Humo de cigarrillo pensativo
Tres deseos es una película en la que no pasa nada. La acción transcurre durante un fin de semana que una pareja pasa en Colonia para festejar el cumpleaños número 40 de Victoria (Florencia Raggi). La pareja lleva ocho años de casados, tienen una hija y este fin de semana funciona como un par de días tranquilos en los que por fin podrán reflexionar y ver en qué se ha convertido su relación. Por casualidad, al pasear por la playa después de una pelea con su esposa, Pablo (Antonio Birabent) se encuentra, junto a una barca donde están descamando pescados, con Ana (Julieta Cardinali), una antigua novia a la que no veía hacía doce años y que exactamente el día anterior se separó de su marido. Despiertan antiguos sentimientos y ambos se enfrascan en inverosímiles diálogos de exploración sobre el fin de una pareja. Mientras, la pareja de Victoria y Pablo continúa con su vaivén sobre la disolución.
Esta dupla de directores había realizado ya en 2004 el documental Legado. Los tres actores que sostienen la película cuentan con una trayectoria en el cine nacional e internacional, además de la carrera de Antonio Birabent como cantante.
El problema más grave de Tres deseos, siendo como es una película tan pegada a sus actores, es la actuación de Antonio Birabent (por la que, según se nos informa, recibió un premio como mejor actor protagónico en el Festival Internacional de Kiev). No solo sus ceños fruncidos de frustración/enojo/pensamiento son siempre iguales, su voz no refleja ningún tipo de inflexión, todo está dicho en un mismo tono que nunca entra con el timing adecuado.

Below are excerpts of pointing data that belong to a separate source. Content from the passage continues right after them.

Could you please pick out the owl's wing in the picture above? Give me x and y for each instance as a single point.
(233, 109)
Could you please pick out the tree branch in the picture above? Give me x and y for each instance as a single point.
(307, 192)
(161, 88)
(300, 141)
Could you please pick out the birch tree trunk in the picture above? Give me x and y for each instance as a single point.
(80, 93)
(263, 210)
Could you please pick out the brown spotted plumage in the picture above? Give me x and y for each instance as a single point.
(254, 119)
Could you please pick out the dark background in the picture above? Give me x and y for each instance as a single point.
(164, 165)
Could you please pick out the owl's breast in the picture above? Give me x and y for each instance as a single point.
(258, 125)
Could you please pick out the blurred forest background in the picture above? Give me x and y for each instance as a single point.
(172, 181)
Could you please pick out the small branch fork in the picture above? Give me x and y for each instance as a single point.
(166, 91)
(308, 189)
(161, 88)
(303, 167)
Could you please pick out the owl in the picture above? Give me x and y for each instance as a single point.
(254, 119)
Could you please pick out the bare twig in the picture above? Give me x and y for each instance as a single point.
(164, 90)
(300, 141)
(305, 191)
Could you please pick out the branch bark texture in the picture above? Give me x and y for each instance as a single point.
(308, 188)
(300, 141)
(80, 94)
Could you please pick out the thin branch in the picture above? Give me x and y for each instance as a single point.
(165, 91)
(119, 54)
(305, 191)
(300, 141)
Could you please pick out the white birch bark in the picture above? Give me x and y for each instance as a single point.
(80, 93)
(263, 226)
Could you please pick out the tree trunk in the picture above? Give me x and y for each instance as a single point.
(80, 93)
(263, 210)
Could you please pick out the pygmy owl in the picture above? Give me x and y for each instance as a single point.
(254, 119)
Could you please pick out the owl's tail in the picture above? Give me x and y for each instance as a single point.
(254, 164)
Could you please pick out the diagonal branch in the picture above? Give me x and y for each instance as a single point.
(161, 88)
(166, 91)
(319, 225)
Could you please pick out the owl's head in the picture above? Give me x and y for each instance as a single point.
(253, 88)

Para peores, a esto se suma un diálogo demasiado trabajado, forzado hasta rozar lo literario (en un mal sentido), que no logra despegar como artificio y al cual los actores no pueden prestar credibilidad.
La propuesta en general y algunas escenas en particular nos remiten a otras películas, en especial a Antes del atardecer (Richard Linklater, 2004), en la que dos antiguos “novios” se reencuentran en una ciudad extraña (por lo menos para uno de ellos) y conversan caminando por las calles de París en un lapso de tiempo cercano a la duración de la película. Lo que en esta eran momentos de pura química entre los actores y diálogos completamente naturales (aunque no sin cierta cuota de artificio), acá son momentos (inintencionadamente) incómodos. También hay un dejo almodovariano, sobre todo con la aparición de un travesti. Al final, la película no se proponía contar demasiado y eso fue lo que hizo. No todo plano fijo con sonido ambiente es poético ni filmar a un personaje “reflexionando” constituye un cine reflexivo. Con algunas imágenes que parecen salidas de una publicidad de Secretaría de Turismo y una recurrencia monótona sobre temas e ideas visuales (es raro el cuadro en el que Birabent no aparezca fumando con mirada “significativa”). Hay un cierto realismo que rescata la película de la nada y la naturalidad de Florencia Raggi (por lejos, la mejor actuación) presta vigor a algunas escenas.